Therefore, the Regents resolution successfully condemned apartheid rhetorically without taking any concrete steps toward divestment. For many members of the University of Michigan's anti-apartheid movement, this action by the Regents was "wholly insufficient" and invited further pressure on the Regents in the future. In The Michigan Daily, Heidi Gottfried commented that the resolution "showed a complete disregard" by University leaders for "the views of the University community." Many in the University community were unsatisfied with the Regents’ March 16th resolution and adoption of the Sullivan Principles. On March 22nd, 1978, the Executive Council of the LS&A Student Government passed this resolution opposing the Regents’ decision and calling for total divestiture. The resolution reports that 18 students, faculty, and Ann Arbor citizens spoke in support of divestment at the March 16th Regents meeting and that 200 protesters were in attendance. This suggests that the divestiture movement was growing and becoming a prominent issue on campus. The resolution uses language that is harshly critical of both the Regents and the Sullivan principles. This use of passionate language by a mainstream campus organization shows that the anti-apartheid movement was starting to resonate with the wider student body.

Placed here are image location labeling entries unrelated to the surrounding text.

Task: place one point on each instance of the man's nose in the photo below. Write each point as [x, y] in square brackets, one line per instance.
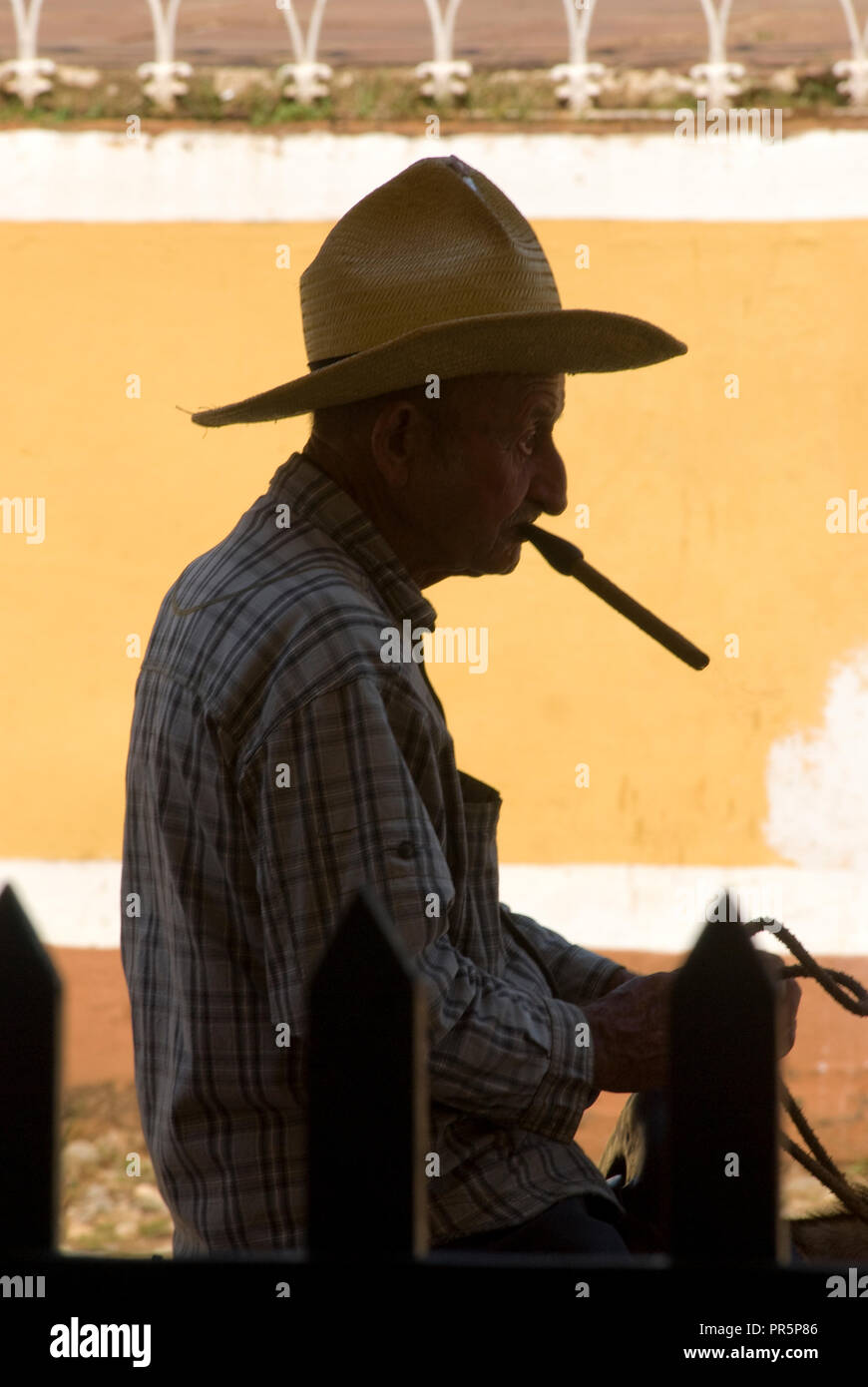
[551, 483]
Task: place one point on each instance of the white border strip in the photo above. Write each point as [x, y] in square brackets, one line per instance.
[604, 907]
[213, 177]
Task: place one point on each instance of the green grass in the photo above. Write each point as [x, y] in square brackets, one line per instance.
[376, 96]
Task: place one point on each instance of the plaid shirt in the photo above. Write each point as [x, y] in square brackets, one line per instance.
[274, 764]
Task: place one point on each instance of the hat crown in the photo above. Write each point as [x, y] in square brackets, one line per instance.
[436, 242]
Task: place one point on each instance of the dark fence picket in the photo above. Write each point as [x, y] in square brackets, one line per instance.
[367, 1094]
[29, 1084]
[724, 1100]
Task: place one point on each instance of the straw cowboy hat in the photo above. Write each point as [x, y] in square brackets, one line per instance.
[437, 272]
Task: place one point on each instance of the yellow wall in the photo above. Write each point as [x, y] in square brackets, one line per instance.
[710, 511]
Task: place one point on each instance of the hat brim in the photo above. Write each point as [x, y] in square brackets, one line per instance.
[545, 343]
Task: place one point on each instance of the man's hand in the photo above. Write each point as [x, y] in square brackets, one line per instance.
[630, 1032]
[630, 1028]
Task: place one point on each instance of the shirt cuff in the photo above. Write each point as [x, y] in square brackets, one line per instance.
[568, 1088]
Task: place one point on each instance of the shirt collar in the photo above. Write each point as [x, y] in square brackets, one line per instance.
[316, 498]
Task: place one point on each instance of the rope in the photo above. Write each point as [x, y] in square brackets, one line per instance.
[852, 995]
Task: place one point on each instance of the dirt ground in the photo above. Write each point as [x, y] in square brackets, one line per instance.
[487, 32]
[106, 1209]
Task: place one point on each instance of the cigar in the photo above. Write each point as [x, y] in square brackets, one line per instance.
[569, 559]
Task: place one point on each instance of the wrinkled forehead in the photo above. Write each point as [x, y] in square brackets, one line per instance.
[508, 395]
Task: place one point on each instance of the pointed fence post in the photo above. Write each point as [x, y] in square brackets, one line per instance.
[725, 1112]
[29, 1085]
[367, 1094]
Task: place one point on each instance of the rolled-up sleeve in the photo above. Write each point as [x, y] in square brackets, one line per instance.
[344, 790]
[579, 974]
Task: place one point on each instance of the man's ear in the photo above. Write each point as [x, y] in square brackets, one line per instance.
[398, 436]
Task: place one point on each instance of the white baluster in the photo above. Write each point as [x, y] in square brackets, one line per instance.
[25, 75]
[717, 79]
[164, 72]
[444, 75]
[308, 78]
[579, 77]
[854, 68]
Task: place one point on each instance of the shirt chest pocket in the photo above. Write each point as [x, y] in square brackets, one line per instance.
[481, 929]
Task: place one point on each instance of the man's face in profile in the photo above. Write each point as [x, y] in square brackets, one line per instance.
[493, 466]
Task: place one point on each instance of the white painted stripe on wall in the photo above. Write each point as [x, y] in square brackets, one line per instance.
[213, 177]
[605, 907]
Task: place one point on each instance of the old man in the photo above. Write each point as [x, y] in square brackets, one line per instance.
[277, 760]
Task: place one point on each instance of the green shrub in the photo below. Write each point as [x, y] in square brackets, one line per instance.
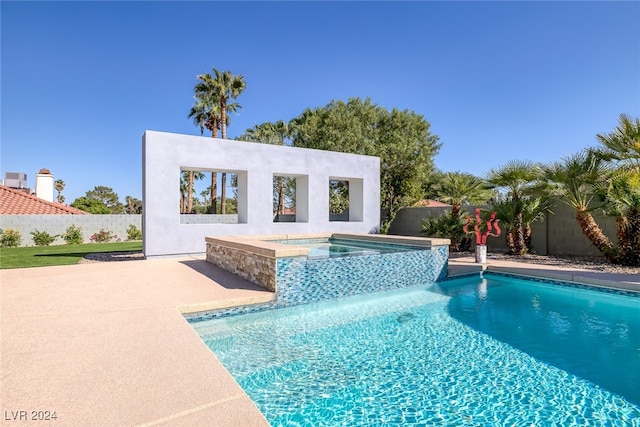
[448, 227]
[42, 238]
[10, 238]
[73, 235]
[103, 236]
[134, 233]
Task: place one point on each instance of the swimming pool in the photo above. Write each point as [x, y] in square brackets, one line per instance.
[331, 247]
[478, 351]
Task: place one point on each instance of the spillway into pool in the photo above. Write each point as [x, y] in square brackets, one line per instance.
[310, 268]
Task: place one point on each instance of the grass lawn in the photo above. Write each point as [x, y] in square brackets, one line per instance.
[41, 256]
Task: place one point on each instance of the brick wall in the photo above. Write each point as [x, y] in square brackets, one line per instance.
[58, 224]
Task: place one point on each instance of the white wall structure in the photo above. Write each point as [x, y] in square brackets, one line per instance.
[165, 155]
[44, 185]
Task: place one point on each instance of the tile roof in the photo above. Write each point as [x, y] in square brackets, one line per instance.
[15, 202]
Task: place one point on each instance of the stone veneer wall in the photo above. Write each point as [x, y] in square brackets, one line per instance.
[251, 266]
[302, 281]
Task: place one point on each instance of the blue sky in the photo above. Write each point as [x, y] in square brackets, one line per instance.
[498, 81]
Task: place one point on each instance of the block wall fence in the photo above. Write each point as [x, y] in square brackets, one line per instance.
[58, 224]
[558, 234]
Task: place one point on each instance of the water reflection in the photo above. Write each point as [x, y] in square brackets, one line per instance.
[590, 334]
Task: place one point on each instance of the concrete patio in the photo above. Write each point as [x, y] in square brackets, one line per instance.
[106, 344]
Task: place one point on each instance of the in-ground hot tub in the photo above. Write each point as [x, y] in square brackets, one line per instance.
[314, 267]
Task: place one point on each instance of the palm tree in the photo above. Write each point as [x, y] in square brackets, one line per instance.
[622, 196]
[506, 213]
[215, 93]
[533, 209]
[458, 188]
[623, 143]
[623, 202]
[518, 178]
[274, 133]
[184, 185]
[574, 181]
[59, 186]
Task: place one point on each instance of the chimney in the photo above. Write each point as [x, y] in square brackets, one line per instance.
[44, 185]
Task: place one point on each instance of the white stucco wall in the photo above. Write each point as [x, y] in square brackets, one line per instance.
[165, 154]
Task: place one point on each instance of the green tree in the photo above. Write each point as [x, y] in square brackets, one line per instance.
[459, 188]
[448, 226]
[108, 197]
[519, 180]
[402, 140]
[132, 205]
[92, 206]
[622, 148]
[213, 94]
[273, 133]
[59, 186]
[573, 181]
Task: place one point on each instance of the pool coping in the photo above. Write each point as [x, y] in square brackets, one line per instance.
[594, 278]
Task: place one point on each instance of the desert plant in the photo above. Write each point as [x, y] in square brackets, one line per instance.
[102, 236]
[73, 235]
[134, 233]
[447, 226]
[10, 238]
[42, 238]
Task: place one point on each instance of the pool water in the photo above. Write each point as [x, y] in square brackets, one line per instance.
[492, 351]
[329, 248]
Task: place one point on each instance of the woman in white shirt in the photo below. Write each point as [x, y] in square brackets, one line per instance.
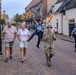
[23, 36]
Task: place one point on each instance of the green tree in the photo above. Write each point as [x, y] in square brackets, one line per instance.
[2, 21]
[18, 18]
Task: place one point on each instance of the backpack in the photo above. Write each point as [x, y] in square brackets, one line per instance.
[74, 33]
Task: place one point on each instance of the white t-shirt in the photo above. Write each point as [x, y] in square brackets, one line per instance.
[23, 34]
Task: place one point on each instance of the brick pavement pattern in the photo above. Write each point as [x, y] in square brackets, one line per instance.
[14, 66]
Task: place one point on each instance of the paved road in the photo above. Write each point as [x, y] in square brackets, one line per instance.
[63, 62]
[14, 66]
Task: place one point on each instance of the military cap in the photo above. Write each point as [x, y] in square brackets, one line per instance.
[49, 26]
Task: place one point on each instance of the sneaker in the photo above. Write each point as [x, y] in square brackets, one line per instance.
[10, 57]
[24, 58]
[37, 46]
[22, 61]
[6, 59]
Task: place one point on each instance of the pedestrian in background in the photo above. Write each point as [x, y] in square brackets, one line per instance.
[49, 38]
[55, 30]
[39, 32]
[23, 36]
[73, 34]
[9, 33]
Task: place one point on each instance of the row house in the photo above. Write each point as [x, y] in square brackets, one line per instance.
[64, 16]
[40, 7]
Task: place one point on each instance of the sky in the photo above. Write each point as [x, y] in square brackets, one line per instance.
[14, 6]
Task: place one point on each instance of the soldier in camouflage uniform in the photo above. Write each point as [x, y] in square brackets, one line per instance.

While many activists fully opposed the Sullivan Principles, the Regents' adoption of them made the divestment debate more complicated and multifaceted. In a 2015 interview, Debi Duke, a key member of the WCCAA, describes how the Sullivan Principles created rifts within anti-Apartheid groups on campus,

I believe WCCAA split, and certainly campus liberals and progressives were divided, once the Sullivan Principles were put on the table. I was part of the group that believed strongly in the need to oppose and expose the Sullivan Principles. We felt that the regents and others in power used the Principles simply as an excuse not to divest and that individual members were either thoroughly on the wrong side (even evil) or weak and unprincipled. I was somewhat disillusioned by this--I expected it from corporate leaders, but thought the leaders of great universities would somehow be “better.”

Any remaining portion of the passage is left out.